Microsoft Wants to be Your Cloud Provider
May 19th, 2008 (2:00pm) Mike Gunderloy 3 Comments
Which online email service provider is adding ten thousand servers to their data centers every month to keep up with demand? Would you believe it’s Microsoft? That’s one of the tidbits of info to come out of an interview Reuters conducted with Office VP Chris Capossela, looking at the future of the company’s hosted services. These include Exchange Online: the service that lets you keep your email on Exchange while delegating server management hassles back to Microsoft.
Capossela says Microsoft has an advantage over pure-cloud companies by offering a choice of hosted or licensed servers. But the company is seeing a move in the direction of hosted: he predicts 50% of all Exchange mailboxes will be in the hosted version in five years. There’s a certain attraction to this notion: why spend time trying to configure open source software or GMail extensions to make it act like Exchange, when you can just buy Exchange instead? Still, this plan seems more likely to take hold in the corporate world as a replacement to existing servers than to make headway among small-scale web workers.

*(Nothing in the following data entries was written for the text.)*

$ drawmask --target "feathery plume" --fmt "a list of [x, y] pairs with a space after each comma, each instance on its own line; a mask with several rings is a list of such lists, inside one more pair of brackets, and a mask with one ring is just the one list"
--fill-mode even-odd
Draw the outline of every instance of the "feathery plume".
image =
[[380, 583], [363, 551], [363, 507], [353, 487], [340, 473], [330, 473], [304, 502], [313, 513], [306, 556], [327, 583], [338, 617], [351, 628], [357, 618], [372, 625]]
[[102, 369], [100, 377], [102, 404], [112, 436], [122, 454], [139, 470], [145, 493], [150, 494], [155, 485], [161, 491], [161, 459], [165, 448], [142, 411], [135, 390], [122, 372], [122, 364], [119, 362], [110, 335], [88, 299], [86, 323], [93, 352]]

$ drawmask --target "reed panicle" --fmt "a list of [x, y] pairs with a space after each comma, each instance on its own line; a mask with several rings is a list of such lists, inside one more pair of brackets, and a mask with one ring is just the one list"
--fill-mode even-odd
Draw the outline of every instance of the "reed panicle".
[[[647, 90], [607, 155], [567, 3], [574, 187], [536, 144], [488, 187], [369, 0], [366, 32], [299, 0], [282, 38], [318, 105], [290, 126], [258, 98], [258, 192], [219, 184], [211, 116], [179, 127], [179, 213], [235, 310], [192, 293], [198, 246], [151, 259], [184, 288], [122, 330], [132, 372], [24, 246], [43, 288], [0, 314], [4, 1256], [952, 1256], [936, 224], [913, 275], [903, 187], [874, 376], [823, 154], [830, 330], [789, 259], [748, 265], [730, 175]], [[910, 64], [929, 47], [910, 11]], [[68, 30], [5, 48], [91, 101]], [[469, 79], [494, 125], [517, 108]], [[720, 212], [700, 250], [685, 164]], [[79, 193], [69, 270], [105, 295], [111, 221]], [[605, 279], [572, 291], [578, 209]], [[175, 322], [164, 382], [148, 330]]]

3 Comments Post your own comment
Luke Hoersten says: May 19th, 2008 7:49pm
Why spend money trying to configure Exchange to make it act like cloud Gmail, when you can just get free Gmail instead?
10,000 servers per month? I’d like to see how many connections they are serving per computer because that much hardware sounds extremely slovenly. Maybe more people are using hotmail than it seems?
Kevin says: May 19th, 2008 8:57pm
I’ve used several hosted exchange services (still trying to find the perfect one). They’re great if you have a Windows Mobile 5/6 phone and a data plan.
Don’t really see any reason to go directly to MS… Checked their plans and they don’t see to be offering any type of cost/benefit over what’s already available.